Multidrug-resistant gram negative organisms have been known to cause significant morbidity and mortality worldwide. Susceptibility testing has proven to be an effective way for optimizing antibiotic therapy for treating such infections. In our case presentation, we have described the management strategy for MDR Klebsiella pneumonia in a patient following a hospital stay due to lower limb fracture. This case presentation will also serve as a potential treatment strategy for future similar cases. Our patient experienced urinary hesitancy as the only complaint about her UTI. Urinary hesitancy is usually noticed when the person is not able to urinate which results in urinary retention. This often leads to discomfort in the suprapubic region and swelling of the bladder. It can also result as a side effect of surgery as might be the case in our patient. Besides, it can also result from stress and anxiety, especially in women, as might be the case here due to the foot fracture causing significant anxiety in our patient. Acute retention of urine can cause anuria. Infection with multidrug-resistant pathogens is more likely to occur in UTI complicated by an obstruction or any factor that causes urinary stasis, for example, urolithiasis, malignancy or neurogenic bladder. Use of inhaled anticholinergic drugs also increases the risk of acute urinary retention. The risk of acute urinary retention (AUR) is highest in recent starters and in patients receiving their anticholinergic drugs via nebulizer . Our patient also received nebulized ipratropium bromide eight-hourly during her previous admission for meningoencephalitis. Additionally, the patient was previously exposed to broad spectrum antibiotics like ceftriaxone in the last couple of months. We must conserve the efficacy of existing antibacterial drugs as much as possible to eliminate this emerging health problem .

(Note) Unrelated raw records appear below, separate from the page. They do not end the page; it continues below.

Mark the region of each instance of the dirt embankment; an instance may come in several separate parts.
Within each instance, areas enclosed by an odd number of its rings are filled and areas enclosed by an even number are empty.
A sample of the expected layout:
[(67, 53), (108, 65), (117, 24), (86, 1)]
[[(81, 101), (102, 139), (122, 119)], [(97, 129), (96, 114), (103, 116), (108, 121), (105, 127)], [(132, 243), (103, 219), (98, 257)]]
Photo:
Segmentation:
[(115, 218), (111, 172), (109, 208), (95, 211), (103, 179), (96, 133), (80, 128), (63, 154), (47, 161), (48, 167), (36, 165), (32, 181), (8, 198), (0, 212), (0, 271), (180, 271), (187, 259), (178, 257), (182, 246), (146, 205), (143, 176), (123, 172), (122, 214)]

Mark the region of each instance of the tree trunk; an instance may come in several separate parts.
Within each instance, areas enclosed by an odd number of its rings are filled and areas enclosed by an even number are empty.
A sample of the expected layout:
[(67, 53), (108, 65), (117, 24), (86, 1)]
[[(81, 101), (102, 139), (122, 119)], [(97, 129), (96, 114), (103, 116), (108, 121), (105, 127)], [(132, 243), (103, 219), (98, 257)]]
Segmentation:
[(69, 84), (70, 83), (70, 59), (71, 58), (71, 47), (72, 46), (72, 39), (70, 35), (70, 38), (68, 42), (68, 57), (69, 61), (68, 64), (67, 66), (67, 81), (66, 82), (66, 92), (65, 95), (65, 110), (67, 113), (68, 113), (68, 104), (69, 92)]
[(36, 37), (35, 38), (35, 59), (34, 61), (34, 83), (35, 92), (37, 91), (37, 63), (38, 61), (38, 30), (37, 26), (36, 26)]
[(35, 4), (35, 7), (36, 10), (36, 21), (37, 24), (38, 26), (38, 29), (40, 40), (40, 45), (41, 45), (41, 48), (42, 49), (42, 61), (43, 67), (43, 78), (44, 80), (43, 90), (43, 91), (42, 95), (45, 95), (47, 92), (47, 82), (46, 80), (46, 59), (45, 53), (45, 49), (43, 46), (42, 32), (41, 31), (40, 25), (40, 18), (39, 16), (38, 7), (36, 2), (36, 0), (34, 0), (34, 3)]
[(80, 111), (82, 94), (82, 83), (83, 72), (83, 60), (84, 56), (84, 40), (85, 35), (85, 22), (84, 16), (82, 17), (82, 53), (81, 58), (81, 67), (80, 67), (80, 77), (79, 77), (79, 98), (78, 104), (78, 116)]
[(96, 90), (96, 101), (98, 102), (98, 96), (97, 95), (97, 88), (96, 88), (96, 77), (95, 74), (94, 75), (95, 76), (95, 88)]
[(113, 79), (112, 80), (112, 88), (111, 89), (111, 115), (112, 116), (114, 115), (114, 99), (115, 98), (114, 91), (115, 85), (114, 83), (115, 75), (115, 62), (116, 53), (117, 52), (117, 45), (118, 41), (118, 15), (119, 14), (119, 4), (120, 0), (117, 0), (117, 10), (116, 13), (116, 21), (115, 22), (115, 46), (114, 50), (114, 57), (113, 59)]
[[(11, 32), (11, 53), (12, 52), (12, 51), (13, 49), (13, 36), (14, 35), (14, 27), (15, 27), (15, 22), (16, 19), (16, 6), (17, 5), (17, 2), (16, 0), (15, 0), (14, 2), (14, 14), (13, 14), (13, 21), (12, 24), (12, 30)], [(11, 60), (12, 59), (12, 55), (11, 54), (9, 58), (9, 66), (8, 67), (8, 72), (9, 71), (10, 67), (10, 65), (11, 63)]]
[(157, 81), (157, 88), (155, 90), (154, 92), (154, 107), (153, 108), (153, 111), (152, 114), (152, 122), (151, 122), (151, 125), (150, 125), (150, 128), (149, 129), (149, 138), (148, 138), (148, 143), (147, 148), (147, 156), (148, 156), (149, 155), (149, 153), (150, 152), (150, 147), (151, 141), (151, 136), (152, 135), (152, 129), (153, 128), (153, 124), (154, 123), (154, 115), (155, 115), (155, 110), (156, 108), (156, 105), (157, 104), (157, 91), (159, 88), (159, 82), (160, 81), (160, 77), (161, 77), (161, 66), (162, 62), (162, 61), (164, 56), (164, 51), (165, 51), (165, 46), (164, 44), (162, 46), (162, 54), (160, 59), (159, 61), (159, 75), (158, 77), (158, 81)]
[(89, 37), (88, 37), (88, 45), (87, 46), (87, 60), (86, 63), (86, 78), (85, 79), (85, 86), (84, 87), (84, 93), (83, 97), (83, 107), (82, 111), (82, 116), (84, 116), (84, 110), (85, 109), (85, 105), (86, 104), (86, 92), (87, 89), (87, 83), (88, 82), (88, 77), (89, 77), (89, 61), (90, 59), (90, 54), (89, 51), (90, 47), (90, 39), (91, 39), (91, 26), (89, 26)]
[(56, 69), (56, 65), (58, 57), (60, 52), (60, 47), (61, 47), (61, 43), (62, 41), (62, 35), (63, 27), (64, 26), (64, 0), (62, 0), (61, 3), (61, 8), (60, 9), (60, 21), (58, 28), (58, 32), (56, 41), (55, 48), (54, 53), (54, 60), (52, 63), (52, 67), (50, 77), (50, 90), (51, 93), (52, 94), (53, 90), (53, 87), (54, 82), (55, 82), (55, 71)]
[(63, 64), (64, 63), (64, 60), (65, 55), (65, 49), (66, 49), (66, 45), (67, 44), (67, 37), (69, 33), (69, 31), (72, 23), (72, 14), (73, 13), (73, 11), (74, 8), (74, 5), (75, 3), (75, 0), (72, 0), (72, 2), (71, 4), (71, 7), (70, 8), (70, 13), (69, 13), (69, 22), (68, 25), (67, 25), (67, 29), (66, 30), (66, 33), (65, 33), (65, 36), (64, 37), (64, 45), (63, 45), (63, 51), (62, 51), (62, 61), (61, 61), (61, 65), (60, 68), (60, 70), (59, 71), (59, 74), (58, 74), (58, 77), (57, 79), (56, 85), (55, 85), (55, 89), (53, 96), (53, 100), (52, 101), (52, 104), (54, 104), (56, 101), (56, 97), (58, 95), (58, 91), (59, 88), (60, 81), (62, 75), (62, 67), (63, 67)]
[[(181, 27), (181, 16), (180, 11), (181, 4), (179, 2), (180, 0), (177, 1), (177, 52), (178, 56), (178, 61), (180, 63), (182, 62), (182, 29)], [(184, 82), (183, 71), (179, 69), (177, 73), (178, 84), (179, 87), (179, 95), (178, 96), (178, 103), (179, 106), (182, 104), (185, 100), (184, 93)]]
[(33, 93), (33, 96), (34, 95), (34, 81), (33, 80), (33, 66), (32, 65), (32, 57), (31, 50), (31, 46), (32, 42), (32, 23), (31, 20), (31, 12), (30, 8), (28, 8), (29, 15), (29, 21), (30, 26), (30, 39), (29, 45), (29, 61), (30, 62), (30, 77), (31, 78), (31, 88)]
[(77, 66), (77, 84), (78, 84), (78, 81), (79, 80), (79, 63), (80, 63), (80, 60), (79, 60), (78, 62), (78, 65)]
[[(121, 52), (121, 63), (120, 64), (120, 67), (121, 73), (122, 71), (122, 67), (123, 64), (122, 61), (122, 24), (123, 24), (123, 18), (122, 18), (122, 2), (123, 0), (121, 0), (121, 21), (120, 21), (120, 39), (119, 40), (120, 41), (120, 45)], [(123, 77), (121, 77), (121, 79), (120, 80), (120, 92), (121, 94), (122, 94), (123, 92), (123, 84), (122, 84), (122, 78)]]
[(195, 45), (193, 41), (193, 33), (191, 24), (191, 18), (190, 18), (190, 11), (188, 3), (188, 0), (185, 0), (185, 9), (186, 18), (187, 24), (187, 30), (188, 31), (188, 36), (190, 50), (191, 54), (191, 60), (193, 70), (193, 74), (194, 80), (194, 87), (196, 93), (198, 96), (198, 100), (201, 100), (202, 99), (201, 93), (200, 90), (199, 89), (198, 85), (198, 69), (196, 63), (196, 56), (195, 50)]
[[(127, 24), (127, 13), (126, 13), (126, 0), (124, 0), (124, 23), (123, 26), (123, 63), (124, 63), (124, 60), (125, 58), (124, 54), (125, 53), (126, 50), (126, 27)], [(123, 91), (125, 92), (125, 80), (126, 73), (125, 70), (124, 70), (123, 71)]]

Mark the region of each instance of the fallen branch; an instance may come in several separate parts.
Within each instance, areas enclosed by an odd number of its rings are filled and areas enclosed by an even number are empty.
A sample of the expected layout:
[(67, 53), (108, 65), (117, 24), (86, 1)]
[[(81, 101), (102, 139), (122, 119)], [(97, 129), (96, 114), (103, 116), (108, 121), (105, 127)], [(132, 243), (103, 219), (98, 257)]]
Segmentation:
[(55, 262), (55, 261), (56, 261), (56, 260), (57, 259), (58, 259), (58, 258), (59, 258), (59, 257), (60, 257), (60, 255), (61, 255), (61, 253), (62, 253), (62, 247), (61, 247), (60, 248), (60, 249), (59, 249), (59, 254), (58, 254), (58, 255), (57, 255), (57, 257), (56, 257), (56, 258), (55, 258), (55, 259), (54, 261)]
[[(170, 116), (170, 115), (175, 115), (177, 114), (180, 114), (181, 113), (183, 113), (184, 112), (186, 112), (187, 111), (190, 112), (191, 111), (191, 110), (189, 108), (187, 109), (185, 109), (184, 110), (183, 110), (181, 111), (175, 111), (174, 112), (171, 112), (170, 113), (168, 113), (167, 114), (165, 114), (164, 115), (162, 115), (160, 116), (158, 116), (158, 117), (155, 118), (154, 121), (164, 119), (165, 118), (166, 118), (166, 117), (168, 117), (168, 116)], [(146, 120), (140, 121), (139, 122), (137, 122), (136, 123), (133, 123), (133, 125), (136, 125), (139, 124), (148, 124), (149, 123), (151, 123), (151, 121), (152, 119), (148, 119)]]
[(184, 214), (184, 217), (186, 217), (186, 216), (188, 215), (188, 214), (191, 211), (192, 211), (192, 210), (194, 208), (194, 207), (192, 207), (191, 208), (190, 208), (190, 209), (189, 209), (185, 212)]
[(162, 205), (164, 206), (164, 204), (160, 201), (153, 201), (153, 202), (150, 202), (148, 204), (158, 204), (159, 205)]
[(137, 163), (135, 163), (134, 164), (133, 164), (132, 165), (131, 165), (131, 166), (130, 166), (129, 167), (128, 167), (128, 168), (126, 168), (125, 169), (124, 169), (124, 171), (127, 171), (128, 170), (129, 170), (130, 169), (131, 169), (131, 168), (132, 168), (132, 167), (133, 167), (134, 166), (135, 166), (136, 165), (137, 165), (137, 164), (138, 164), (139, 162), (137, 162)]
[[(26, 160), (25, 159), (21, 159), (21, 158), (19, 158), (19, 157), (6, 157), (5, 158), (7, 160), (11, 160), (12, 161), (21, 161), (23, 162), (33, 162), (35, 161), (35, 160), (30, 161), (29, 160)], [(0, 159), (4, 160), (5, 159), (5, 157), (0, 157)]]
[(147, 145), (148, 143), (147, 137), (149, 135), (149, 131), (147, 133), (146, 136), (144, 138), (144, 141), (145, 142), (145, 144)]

Klebsiella pneumonia isolates resistant to most of the commonly used antibiotics have been recognized as emerging infectious organisms of clinical significance. The worldwide spread of this organism is proving to be quite a challenge for physicians who are left with limited therapeutic resources when dealing with such cases. We have described the management strategy for an MDR Klebsiella UTI and potential strategies to manage these types of infections in future patients. Treatment strategies evaluated to treat MDR Klebsiella species in UTI include combination therapy with amikacin and meropenem. It is also critical to have protocols in place for effective infection control efforts to limit the spread of these pathogens.